British had constructed a road which was used as an alternative way of communication for movement of forces at that time. This road connects Ghoom and Kurseong via Bagora. The road is like a long black ribbon lying in a virgin green forest of silver fir, oak, pine and birch. The British also built a Chimney, the ruins of which can be seen here at Bagora. The Chimney was used to supply hot water to the British Army during their reign. The hill top is now called Chimney Hill and organic farming can be noticed on its foothills Zoo can also be undertaken. The Forest Training School at the Dow Hill is another spot to see, the only Forest Training School of its kind in the state which also have a Forest Museum therein.

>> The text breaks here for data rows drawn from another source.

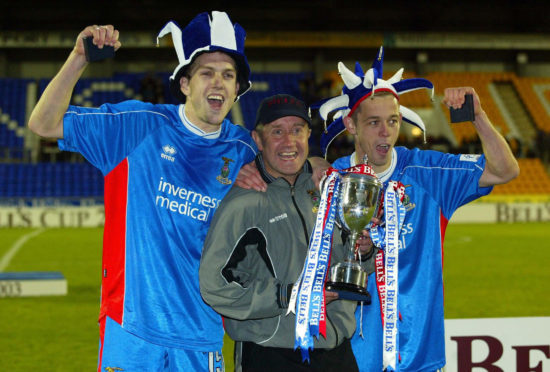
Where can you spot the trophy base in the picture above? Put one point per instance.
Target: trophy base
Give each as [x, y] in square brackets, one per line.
[348, 291]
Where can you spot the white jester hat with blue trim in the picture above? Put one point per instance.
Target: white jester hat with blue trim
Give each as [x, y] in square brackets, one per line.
[357, 87]
[207, 33]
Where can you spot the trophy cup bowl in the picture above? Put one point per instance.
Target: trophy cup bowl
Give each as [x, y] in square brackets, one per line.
[359, 198]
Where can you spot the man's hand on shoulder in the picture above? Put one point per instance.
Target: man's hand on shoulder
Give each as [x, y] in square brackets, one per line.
[249, 178]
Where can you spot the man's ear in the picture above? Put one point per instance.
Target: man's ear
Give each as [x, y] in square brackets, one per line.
[184, 85]
[258, 139]
[349, 124]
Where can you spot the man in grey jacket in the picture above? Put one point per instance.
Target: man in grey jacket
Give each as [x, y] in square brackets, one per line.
[256, 248]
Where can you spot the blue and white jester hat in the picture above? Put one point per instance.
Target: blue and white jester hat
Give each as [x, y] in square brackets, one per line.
[207, 33]
[357, 87]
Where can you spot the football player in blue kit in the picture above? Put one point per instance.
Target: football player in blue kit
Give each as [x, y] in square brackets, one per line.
[435, 184]
[166, 168]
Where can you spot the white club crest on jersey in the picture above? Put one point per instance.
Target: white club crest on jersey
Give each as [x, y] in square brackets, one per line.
[168, 152]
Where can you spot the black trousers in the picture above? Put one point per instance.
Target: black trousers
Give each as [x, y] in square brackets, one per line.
[260, 358]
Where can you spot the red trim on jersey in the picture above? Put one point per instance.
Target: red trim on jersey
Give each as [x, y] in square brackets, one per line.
[114, 243]
[442, 228]
[102, 322]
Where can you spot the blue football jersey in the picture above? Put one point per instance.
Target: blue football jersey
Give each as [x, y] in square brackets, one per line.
[163, 183]
[436, 184]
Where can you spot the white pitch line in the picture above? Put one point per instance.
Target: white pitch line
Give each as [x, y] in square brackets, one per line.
[16, 247]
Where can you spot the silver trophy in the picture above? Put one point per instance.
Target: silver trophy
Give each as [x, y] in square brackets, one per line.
[359, 198]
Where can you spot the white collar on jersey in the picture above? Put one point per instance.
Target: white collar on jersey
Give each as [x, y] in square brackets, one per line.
[385, 175]
[196, 130]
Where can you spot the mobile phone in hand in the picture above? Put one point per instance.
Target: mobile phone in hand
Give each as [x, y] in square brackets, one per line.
[466, 112]
[93, 53]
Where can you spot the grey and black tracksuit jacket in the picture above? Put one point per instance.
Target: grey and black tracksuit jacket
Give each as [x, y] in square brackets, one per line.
[255, 248]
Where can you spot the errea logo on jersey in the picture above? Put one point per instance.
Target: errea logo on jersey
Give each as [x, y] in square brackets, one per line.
[168, 152]
[469, 157]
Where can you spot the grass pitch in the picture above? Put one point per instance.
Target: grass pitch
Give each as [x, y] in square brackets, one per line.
[489, 271]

The Netaji Museum is a place containing historical relevance; a museum has been set up there. The house was owned by Sarat Chandra Bose, Netaji Subash Chandra Bose's elder brother. Later Government acquired the building and converted it into a museum.
Enthusiasts can walk down the dark forest trail to Tiger Hill to watch the famous sunrise. One can also undergo a 12-km trek to Mongpu, too. Trek to Latpanchar, Mamthing Pokhri which are at a distance of 15 km and 11 km respectively are also good trekking options. To sum up Bagora is a gem in wilderness.